Today our quinoa is served in "cake" form with an eggplant-based sauce over the top. I loved them. My husband, who is not so keen on eggplant, also really liked them, but may have preferred zucchini as the main ingredient. Either way, they look lovely. 


Being as these are a bit time consuming (making the quinoa cakes takes a little while including freezing time and then you still have to fry them), our time saving alternative is to serve the eggplant sauce over plain cooked quinoa. Still delicious, still nutritious, just speedier. The next time I make these, and believe me, there will be a next time, I might double the quinoa cake part and freeze half of them to have ready at any moment.


Quinoa Cakes with Eggplant-Tomato Ragu
Recipe adapted from Gourmet February 2008
Pictures by Caroline


For quinoa cakes
  • 1 1/2 vegetable or chicken broth
  • 1 cup quinoa
  • 2 large egg, lightly beaten
  • 4 to 5 tablespoons olive oil, divided


  1. Bring broth to a boil in a heavy medium saucepan. Meanwhile, wash quinoa in 3 changes of water in a bowl, then drain well in a fine-mesh sieve.
  2. Stir quinoa into boiling broth and return to a boil, then simmer, covered, until quinoa is dry and water is absorbed, 20 to 30 minutes. Remove from heat and let stand, covered, 5 minutes. 
  3. Transfer to a large bowl and cool, stirring occasionally, 10 minutes, then stir in egg.
  4. Line a baking sheet with plastic wrap or foil.
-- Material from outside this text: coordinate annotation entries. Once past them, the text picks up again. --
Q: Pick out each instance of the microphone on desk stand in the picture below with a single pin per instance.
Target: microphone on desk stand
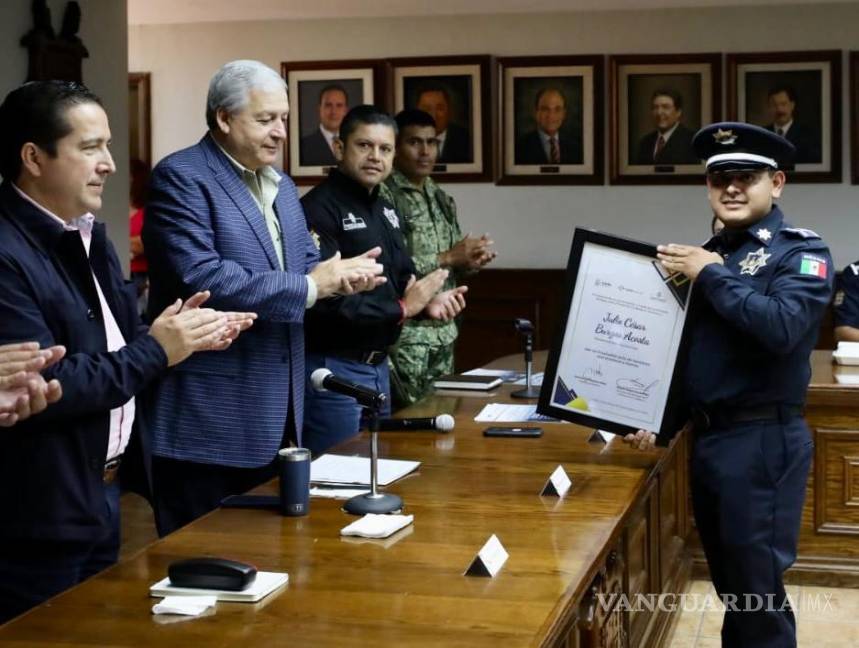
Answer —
(372, 401)
(527, 330)
(442, 423)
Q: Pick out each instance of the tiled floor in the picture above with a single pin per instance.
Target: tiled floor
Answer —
(826, 617)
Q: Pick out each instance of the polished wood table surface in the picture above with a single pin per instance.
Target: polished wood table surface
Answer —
(408, 590)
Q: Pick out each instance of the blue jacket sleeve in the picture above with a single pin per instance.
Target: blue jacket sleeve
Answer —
(847, 312)
(179, 231)
(91, 382)
(781, 318)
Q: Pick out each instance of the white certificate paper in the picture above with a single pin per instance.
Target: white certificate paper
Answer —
(623, 333)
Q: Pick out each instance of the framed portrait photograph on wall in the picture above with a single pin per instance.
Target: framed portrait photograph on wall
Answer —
(658, 102)
(798, 95)
(551, 120)
(320, 95)
(854, 116)
(456, 92)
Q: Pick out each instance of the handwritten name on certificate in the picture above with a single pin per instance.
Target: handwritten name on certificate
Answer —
(622, 337)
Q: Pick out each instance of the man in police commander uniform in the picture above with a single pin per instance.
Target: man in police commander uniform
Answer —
(434, 240)
(350, 335)
(761, 287)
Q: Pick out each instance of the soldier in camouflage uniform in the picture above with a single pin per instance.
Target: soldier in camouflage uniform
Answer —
(428, 219)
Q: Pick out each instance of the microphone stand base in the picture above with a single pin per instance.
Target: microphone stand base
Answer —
(369, 503)
(529, 392)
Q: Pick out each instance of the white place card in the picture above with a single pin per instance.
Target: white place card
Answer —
(558, 483)
(489, 560)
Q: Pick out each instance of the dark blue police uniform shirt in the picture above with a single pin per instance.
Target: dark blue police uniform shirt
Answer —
(847, 299)
(755, 319)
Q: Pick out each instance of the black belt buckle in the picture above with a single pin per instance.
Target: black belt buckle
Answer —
(111, 470)
(373, 357)
(700, 420)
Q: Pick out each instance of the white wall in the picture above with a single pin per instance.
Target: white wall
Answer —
(531, 225)
(104, 32)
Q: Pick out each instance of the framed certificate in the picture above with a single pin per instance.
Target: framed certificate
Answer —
(614, 361)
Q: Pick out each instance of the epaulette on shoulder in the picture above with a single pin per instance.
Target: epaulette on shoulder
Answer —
(800, 232)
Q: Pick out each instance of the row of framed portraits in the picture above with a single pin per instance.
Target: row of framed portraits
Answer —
(548, 128)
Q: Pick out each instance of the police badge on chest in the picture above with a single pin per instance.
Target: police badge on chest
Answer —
(754, 261)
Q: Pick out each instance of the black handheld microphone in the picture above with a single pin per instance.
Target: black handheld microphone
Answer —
(442, 423)
(322, 379)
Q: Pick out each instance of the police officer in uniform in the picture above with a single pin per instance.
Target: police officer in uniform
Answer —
(350, 335)
(847, 305)
(761, 287)
(434, 240)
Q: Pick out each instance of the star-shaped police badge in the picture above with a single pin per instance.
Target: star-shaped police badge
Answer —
(725, 137)
(391, 215)
(754, 261)
(764, 234)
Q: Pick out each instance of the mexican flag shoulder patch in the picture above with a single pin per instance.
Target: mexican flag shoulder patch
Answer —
(813, 265)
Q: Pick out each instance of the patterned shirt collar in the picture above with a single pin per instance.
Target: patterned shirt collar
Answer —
(84, 223)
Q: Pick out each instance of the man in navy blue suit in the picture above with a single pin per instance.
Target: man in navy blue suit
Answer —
(550, 142)
(671, 142)
(220, 218)
(454, 141)
(61, 285)
(317, 149)
(781, 104)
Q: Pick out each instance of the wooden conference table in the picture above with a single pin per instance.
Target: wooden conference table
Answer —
(621, 528)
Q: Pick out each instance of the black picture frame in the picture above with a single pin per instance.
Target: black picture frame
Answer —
(674, 413)
(362, 82)
(577, 82)
(813, 78)
(854, 117)
(464, 85)
(692, 83)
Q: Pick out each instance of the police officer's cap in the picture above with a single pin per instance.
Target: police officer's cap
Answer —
(735, 145)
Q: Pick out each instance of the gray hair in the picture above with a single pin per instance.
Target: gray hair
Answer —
(231, 85)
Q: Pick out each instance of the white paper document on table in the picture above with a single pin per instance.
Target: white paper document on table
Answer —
(536, 380)
(508, 413)
(339, 469)
(506, 375)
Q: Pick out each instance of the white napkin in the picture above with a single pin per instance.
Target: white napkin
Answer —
(336, 493)
(187, 605)
(377, 525)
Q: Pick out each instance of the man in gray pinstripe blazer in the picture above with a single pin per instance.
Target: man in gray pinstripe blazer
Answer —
(222, 218)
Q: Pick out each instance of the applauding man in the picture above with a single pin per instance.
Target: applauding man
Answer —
(61, 285)
(351, 335)
(427, 214)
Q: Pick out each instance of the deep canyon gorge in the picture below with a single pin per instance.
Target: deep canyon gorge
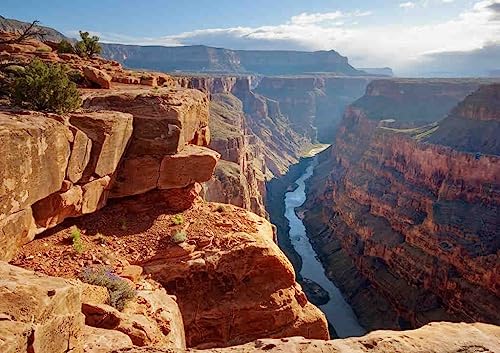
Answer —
(393, 226)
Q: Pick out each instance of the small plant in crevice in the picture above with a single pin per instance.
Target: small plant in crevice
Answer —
(222, 208)
(123, 224)
(120, 291)
(178, 219)
(76, 240)
(179, 237)
(101, 239)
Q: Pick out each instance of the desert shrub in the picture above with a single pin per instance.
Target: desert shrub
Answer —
(88, 45)
(14, 70)
(222, 209)
(120, 291)
(179, 237)
(76, 77)
(177, 219)
(65, 47)
(101, 239)
(76, 240)
(45, 87)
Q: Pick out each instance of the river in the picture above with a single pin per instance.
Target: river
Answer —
(337, 310)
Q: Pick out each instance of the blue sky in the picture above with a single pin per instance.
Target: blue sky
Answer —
(371, 33)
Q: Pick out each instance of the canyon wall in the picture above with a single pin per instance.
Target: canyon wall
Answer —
(314, 104)
(116, 186)
(254, 138)
(406, 221)
(200, 58)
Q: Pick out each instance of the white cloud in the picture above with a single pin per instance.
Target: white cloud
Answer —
(306, 18)
(396, 45)
(407, 5)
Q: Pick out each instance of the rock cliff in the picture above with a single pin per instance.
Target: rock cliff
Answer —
(314, 104)
(118, 183)
(200, 58)
(434, 338)
(254, 138)
(408, 220)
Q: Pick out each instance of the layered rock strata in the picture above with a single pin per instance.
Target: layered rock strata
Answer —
(409, 229)
(314, 104)
(434, 338)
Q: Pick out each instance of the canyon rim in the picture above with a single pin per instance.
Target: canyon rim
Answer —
(194, 198)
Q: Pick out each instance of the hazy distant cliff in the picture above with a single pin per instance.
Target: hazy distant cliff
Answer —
(201, 58)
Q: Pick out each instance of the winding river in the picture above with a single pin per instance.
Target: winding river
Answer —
(337, 310)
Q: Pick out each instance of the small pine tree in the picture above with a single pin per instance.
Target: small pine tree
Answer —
(88, 45)
(45, 87)
(65, 47)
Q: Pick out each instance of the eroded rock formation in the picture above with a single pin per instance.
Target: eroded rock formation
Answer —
(434, 338)
(314, 104)
(408, 229)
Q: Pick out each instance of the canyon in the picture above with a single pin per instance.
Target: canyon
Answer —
(401, 210)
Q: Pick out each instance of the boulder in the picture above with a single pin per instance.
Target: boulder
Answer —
(109, 132)
(98, 340)
(164, 120)
(80, 156)
(440, 337)
(152, 319)
(192, 164)
(236, 286)
(97, 77)
(35, 152)
(38, 314)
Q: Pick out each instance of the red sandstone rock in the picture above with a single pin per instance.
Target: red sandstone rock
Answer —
(194, 164)
(97, 77)
(39, 314)
(152, 319)
(213, 292)
(417, 219)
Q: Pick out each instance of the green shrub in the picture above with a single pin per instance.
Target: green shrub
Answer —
(178, 219)
(76, 240)
(222, 208)
(65, 47)
(179, 237)
(45, 87)
(88, 45)
(120, 292)
(14, 70)
(76, 77)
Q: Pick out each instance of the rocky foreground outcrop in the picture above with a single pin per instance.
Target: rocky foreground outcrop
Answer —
(71, 165)
(48, 314)
(434, 338)
(407, 228)
(141, 152)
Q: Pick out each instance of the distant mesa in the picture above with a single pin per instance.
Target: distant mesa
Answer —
(379, 71)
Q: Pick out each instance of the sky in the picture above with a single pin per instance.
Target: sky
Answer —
(404, 35)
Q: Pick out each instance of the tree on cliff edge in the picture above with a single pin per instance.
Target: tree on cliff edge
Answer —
(88, 45)
(45, 87)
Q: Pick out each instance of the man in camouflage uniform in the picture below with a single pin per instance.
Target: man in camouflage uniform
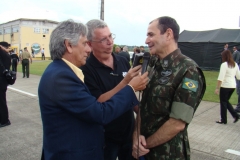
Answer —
(171, 98)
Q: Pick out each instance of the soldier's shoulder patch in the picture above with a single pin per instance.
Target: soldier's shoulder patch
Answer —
(190, 84)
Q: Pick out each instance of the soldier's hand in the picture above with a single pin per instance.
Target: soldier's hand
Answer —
(139, 148)
(139, 82)
(133, 72)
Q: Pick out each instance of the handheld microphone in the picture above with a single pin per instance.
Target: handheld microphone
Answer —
(146, 58)
(138, 59)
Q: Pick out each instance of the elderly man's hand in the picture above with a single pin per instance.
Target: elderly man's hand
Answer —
(139, 146)
(139, 82)
(133, 72)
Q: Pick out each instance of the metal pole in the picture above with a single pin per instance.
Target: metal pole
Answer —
(102, 10)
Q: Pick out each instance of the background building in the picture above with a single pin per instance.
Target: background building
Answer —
(28, 33)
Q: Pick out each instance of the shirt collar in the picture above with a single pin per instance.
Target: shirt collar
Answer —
(167, 61)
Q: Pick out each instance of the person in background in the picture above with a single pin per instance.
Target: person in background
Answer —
(32, 50)
(134, 52)
(225, 47)
(142, 49)
(125, 53)
(226, 84)
(15, 60)
(25, 62)
(72, 118)
(236, 58)
(175, 89)
(6, 63)
(104, 74)
(43, 54)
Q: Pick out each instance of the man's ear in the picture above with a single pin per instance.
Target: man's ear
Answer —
(68, 46)
(169, 33)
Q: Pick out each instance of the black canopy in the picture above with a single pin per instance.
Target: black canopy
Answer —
(205, 47)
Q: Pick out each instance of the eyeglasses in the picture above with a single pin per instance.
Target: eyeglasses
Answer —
(105, 40)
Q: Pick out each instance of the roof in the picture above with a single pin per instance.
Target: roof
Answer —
(218, 35)
(28, 19)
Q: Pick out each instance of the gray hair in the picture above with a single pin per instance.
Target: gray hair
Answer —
(94, 24)
(66, 30)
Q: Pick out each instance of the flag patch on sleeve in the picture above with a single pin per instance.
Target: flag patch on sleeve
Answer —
(190, 84)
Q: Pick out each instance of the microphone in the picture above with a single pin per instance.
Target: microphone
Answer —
(138, 59)
(146, 58)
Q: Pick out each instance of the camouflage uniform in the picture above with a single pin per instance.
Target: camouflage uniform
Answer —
(175, 90)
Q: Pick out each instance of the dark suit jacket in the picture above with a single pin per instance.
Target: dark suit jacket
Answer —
(125, 54)
(72, 118)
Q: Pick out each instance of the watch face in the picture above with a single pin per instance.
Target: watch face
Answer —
(36, 48)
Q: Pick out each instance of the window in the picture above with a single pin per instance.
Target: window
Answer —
(45, 30)
(15, 29)
(7, 31)
(37, 30)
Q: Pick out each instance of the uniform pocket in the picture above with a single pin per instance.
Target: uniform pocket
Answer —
(161, 100)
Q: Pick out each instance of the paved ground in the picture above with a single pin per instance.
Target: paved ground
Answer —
(22, 140)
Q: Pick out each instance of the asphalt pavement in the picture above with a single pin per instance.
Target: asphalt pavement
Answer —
(22, 140)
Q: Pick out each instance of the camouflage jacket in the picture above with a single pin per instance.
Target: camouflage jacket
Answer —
(175, 90)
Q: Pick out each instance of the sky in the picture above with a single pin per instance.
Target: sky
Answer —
(129, 19)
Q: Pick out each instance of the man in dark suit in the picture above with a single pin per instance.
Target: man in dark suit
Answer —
(6, 63)
(72, 118)
(236, 58)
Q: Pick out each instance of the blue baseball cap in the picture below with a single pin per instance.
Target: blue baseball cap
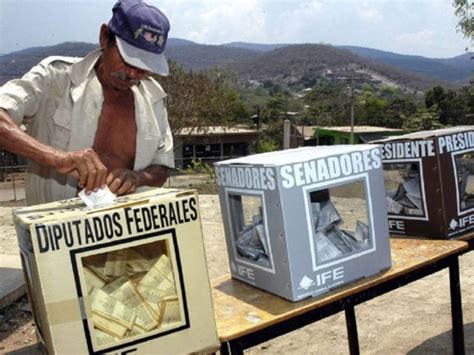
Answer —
(141, 31)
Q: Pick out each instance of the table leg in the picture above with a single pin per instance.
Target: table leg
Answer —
(352, 335)
(456, 307)
(230, 348)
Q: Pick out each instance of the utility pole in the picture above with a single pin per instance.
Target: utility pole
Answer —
(352, 107)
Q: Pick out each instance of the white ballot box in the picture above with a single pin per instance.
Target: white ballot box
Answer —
(301, 222)
(429, 182)
(129, 277)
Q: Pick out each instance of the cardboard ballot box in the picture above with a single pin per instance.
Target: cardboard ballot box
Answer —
(301, 222)
(429, 181)
(126, 278)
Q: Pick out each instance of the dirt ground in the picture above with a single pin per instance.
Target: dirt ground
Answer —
(414, 319)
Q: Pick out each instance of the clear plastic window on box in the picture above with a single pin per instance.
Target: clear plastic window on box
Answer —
(132, 293)
(464, 163)
(250, 239)
(404, 195)
(340, 221)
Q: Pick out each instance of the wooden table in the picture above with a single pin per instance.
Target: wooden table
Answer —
(247, 316)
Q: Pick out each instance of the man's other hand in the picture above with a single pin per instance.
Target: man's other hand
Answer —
(85, 165)
(122, 181)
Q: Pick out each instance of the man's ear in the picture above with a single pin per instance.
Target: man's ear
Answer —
(104, 31)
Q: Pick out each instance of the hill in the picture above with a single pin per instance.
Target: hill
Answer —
(289, 63)
(459, 68)
(293, 62)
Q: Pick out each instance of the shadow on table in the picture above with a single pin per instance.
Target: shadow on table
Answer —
(27, 350)
(442, 343)
(257, 299)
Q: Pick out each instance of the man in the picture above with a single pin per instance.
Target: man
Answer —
(96, 121)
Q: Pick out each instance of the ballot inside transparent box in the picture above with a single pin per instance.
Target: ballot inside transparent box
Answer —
(339, 217)
(404, 189)
(249, 229)
(131, 292)
(464, 168)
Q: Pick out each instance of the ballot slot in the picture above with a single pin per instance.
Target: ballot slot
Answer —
(340, 222)
(250, 236)
(405, 195)
(464, 168)
(131, 293)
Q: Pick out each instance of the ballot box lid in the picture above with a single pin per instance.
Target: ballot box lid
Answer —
(74, 207)
(302, 154)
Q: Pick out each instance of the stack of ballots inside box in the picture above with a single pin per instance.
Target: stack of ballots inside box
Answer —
(301, 222)
(128, 276)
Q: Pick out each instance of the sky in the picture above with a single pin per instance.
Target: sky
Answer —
(415, 27)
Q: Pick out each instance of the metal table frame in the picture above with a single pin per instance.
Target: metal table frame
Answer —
(347, 304)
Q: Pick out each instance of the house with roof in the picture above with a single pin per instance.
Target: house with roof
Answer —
(211, 144)
(319, 135)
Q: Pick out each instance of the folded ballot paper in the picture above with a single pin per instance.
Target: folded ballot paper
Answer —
(101, 197)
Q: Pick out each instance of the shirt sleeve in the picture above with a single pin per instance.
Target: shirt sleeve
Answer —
(22, 97)
(164, 155)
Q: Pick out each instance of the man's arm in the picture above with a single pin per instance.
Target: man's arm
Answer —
(124, 181)
(84, 165)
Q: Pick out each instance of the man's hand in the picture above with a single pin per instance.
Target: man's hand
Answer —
(123, 181)
(85, 165)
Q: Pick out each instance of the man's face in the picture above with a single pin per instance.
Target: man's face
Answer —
(116, 72)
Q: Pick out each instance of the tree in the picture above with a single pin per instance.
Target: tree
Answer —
(464, 10)
(423, 119)
(201, 99)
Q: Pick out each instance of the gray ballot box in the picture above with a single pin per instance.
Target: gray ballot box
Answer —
(301, 222)
(429, 182)
(126, 278)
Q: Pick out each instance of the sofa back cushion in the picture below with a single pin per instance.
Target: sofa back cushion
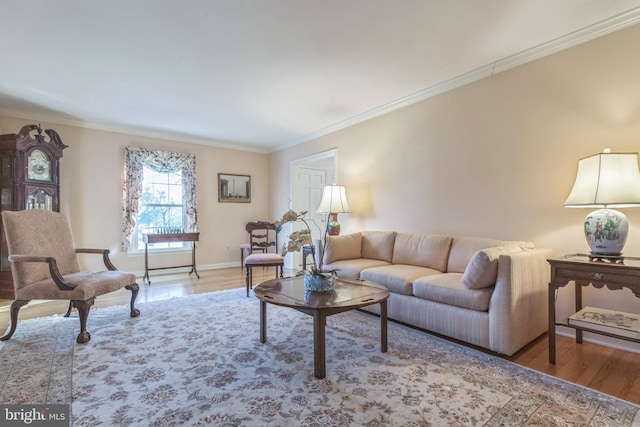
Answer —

Form quinoa into 2 inch balls, place on baking sheet and press to make a 1/4 to 1/2 inch thick patty. Freeze until very firm, 15-30 minutes.
  5. Heat 2 tablespoons oil in a 12-inch nonstick skillet over medium heat until it shimmers. Carefully add quinoa cakes and cook, turning once carefully and adding remaining 2 to 3 tablespoons oil, until crisp and golden, 8 to 10 minutes total (pat cakes to reshape with cleaned rubber spatula while cooking if necessary). Transfer to plates.

For sauce
  • 1 1/2 pounds eggplant, cut into 1/2-inch cubes
  • 1 small onion, finely chopped
  • 2 teaspoons finely chopped garlic
  • 1/2 teaspoon dried oregano
  • 3 tablespoons fresh basil, coarsely chopped
  • 1/4 teaspoon salt
  • 1/4 teaspoon pepper
  • 2 tablespoons olive oil
  • 1 cup grape or cherry tomatoes, halved
  • 1 red bell pepper, chopped
  • 3/4 cup vegetable or chicken broth
  • shredded mozzarella for topping
  1. Cook eggplant, onion, garlic, oregano, and 1/4 teaspoon each of salt and pepper in oil in a 12-inch heavy skillet over medium heat, covered, stirring occasionally, until softened, about 5 minutes. 
  2. Stir in tomatoes, red pepper, and broth and simmer, covered, stirring occasionally, until eggplant is very tender and mixture is thick (if dry, thin with a little water), about 10 minutes.
  3. Spoon over quinoa cakes, then sprinkle with mozzarella.

5 comments:

Alizon said...
This comment has been removed by the author.
Alizon said...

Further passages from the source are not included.